A firewall is a network security device that monitors incoming and outgoing traffic based on a defined set of security rules.
A firewall is essentially the wall that separates a private internal network from the open Internet at its very basic level.
Firewall match the network traffic against the rule set defined in its table. Once the rule is matched, associate action is applied to the network traffic.
Most traffic which reaches on the firewall is one of these three major Transport Layer protocols- TCP, UDP or ICMP. All these types have a source address and destination address.
Packet filtering firewall is used to control network access by monitoring outgoing and incoming packets and allowing them to pass or stop based on source and destination IP address, protocols, and ports. It analyses traffic at the transport protocol layer (but mainly uses first 3 layers). Packet firewalls treat each packet in isolation. They have no ability to tell whether a packet is part of an existing stream of traffic. Only It can allow or deny the packets based on unique packet headers. Packet filtering firewall maintains a filtering table that decides whether the packet will be forwarded or discarded.
Simple filtering table
Stateful firewalls are able to determine the connection state of packet, unlike Packet filtering firewall, which makes it more efficient. It keeps track of the state of networks connection travelling across it, such as TCP streams. So the filtering decisions would not only be based on defined rules, but also on packet’s history in the state table.
A software firewall is any firewall that is set up locally or on a cloud server. When it comes to controlling the inflow and outflow of data packets and limiting the number of networks that can be linked to a single device, they may be the most advantageous. But the problem with software firewall is they are time-consuming.
They also go by the name “firewalls based on physical appliances.” It guarantees that the malicious data is halted before it reaches the network endpoint that is in danger.

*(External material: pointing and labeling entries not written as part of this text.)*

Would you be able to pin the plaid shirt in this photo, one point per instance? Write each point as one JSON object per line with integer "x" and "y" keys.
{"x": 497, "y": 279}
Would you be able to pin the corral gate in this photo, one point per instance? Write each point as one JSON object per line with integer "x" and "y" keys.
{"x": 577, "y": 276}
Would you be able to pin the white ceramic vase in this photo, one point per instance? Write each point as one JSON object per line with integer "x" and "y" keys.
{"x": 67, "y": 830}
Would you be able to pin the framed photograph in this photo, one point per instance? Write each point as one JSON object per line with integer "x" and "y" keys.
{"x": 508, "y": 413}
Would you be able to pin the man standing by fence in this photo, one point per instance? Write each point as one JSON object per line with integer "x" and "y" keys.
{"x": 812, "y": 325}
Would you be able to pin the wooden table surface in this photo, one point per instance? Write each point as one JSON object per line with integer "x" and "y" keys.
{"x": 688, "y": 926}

Application layer firewall can inspect and filter the packets on any OSI layer, up to the application layer. It has the ability to block specific content, also recognize when certain application and protocols (like HTTP, FTP) are being misused. In other words, Application layer firewalls are hosts that run proxy servers. A proxy firewall prevents the direct connection between either side of the firewall, each packet has to pass through the proxy.